With whole new areas of nursing expertise emerging, such changes in practice will be lasting, as we contemplate how we manage patients in the future, post-pandemic.
Health reforms
Against this backdrop of what has now become endemic COVID-19 in the community, the most significant health reforms Aotearoa has seen in decades are unfolding. The Pae Ora (Healthy Futures) Bill was introduced in October and has had its first reading.

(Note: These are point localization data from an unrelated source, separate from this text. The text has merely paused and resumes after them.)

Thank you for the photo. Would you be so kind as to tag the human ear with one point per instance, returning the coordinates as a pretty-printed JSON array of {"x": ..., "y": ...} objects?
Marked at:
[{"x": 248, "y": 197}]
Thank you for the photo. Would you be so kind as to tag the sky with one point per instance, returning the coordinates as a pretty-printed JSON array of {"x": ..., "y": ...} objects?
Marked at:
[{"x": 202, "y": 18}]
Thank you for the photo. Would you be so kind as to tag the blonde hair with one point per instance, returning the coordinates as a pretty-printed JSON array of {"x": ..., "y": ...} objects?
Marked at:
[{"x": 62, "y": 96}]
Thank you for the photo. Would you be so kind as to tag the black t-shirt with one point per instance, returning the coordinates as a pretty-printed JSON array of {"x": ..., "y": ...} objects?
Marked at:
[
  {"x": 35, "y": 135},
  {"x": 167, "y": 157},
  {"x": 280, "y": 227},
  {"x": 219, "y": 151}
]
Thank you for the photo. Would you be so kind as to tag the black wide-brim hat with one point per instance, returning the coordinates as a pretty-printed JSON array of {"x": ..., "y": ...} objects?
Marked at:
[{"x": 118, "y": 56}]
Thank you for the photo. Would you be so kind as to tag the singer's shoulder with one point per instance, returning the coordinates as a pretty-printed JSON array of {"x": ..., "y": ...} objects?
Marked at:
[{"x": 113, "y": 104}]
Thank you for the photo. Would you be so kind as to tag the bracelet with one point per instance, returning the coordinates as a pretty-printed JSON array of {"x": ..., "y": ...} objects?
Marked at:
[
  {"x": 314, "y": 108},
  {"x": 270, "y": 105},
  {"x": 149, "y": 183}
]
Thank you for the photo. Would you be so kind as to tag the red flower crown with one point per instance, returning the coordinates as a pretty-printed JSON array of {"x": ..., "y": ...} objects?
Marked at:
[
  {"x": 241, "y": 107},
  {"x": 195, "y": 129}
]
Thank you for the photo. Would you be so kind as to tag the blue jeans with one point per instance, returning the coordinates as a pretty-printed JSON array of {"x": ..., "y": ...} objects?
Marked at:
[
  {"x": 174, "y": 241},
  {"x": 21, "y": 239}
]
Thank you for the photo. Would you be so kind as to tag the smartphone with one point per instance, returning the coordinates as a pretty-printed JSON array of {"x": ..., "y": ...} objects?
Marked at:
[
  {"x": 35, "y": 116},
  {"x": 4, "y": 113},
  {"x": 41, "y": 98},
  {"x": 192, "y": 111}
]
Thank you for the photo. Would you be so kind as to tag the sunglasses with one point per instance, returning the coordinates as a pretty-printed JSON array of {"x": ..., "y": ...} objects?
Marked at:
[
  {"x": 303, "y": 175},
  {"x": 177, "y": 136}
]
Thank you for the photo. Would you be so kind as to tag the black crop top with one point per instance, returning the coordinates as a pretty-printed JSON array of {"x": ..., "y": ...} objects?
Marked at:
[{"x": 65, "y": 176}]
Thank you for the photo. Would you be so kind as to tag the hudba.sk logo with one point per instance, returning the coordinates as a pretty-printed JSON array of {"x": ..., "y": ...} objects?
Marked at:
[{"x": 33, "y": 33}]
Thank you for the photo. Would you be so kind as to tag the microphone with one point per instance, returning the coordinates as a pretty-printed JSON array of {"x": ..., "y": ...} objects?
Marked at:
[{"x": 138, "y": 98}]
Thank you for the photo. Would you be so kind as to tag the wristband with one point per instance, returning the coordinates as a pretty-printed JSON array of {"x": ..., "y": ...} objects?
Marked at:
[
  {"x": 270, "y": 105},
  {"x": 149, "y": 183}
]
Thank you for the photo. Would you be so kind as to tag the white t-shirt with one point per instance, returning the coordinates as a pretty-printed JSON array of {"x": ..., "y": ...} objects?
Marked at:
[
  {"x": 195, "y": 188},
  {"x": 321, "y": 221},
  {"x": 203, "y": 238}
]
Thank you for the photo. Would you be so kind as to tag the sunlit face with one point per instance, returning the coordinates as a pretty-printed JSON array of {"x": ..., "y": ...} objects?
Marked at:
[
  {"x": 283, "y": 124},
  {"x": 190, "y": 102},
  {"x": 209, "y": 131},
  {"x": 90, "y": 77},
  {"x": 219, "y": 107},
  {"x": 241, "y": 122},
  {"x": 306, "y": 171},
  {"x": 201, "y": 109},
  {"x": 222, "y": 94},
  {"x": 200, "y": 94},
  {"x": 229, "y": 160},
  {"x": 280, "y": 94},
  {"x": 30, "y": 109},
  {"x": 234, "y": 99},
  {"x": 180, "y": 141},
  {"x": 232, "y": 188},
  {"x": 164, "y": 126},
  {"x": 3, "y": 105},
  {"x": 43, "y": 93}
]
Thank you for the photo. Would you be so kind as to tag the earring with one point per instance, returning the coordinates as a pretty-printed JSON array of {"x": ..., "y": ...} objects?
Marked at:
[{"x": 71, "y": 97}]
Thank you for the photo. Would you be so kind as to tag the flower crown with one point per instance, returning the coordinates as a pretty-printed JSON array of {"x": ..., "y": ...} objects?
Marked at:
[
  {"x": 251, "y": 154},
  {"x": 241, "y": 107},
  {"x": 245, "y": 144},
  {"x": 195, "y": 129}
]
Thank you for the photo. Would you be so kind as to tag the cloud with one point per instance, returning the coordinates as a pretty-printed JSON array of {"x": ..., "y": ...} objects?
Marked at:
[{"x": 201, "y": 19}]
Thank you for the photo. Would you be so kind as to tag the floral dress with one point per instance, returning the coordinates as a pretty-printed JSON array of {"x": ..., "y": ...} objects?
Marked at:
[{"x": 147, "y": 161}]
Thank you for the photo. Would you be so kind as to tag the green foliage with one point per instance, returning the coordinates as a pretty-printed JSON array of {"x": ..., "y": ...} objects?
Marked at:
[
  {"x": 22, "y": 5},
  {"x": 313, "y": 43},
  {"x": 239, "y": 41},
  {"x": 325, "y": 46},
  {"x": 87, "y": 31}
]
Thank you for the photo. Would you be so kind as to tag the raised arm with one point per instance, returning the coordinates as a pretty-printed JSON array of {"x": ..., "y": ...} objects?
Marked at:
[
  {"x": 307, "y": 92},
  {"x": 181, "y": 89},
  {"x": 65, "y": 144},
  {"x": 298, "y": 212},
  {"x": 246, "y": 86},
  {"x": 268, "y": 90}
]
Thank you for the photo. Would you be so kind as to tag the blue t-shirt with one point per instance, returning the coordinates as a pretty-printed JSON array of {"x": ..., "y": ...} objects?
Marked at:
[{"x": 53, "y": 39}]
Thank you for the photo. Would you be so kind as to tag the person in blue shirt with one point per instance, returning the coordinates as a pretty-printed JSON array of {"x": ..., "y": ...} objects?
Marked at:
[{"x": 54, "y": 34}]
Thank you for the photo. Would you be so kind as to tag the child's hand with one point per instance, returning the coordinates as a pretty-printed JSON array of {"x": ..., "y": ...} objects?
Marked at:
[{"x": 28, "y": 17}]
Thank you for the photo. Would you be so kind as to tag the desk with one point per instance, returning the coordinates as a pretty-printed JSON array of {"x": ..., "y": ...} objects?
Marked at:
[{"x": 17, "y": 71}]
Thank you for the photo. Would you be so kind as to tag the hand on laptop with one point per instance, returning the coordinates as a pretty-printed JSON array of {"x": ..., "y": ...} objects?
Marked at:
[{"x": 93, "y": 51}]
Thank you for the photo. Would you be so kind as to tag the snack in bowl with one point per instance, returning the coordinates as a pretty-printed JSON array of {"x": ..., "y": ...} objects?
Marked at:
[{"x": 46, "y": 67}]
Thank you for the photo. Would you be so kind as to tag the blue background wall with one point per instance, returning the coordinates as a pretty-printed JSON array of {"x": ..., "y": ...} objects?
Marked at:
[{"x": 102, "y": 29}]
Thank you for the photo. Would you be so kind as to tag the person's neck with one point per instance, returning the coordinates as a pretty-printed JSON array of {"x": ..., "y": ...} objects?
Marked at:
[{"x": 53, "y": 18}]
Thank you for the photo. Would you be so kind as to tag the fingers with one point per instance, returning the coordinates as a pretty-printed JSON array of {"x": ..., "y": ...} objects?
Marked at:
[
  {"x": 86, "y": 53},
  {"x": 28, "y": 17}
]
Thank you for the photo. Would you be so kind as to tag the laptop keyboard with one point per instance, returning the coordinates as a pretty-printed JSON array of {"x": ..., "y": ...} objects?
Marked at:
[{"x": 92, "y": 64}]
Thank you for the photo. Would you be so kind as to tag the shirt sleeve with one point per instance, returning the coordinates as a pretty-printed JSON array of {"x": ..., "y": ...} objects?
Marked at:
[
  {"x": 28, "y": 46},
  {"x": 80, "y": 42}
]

It takes effect in July 2022, replacing the NZ Health and Disability Act 2000.
What is in the healthy futures bill?
- Establishing a Māori Health Authority.
- Moving parts of the Ministry of Health (MoH) to Health New Zealand (HNZ), which will take over management of all health services.
- HNZ will replace the Health Promotion Agency and all 20 district health boards.
- A new policy on the overall direction, priorities and objectives for the health system.
- A health strategy for the next five-10 years and
- A health plan on how to implement it agreed by HNZ and the Māori Health Authority.
- A locality plan to assess health needs in communities, a charter for organisations and workers in the health system and a code to encourage consumer voice.
- A new public health agency within the MoH to provide leadership and advice.
The changes are huge, of a magnitude not seen since crown health enterprises and regional health authorities were set up in the 1990s. Lessons need to be taken from that period, as the changes at that time were detrimental to nursing leadership.
It is imperative that where nurses do have the ability to influence or be involved in the changing face of health-care delivery, that we do so.
Disappointingly, there are no nurses on either the Transition Unit or the Maori Health Authority. It is imperative that where nurses do have the ability to influence or be involved in the changing face of health-care delivery, that we do so – whether it is being part of a working group or in submissions to the Bill as it goes through its various stages over coming months.
In a year that has been so challenging, it is important to reflect on those things that have been achieved, whether at a local or national level, and to take time to celebrate successes – no matter how small. Thank you to all NZNO members, wherever you are working, for all that you have done this year in support of better health outcomes.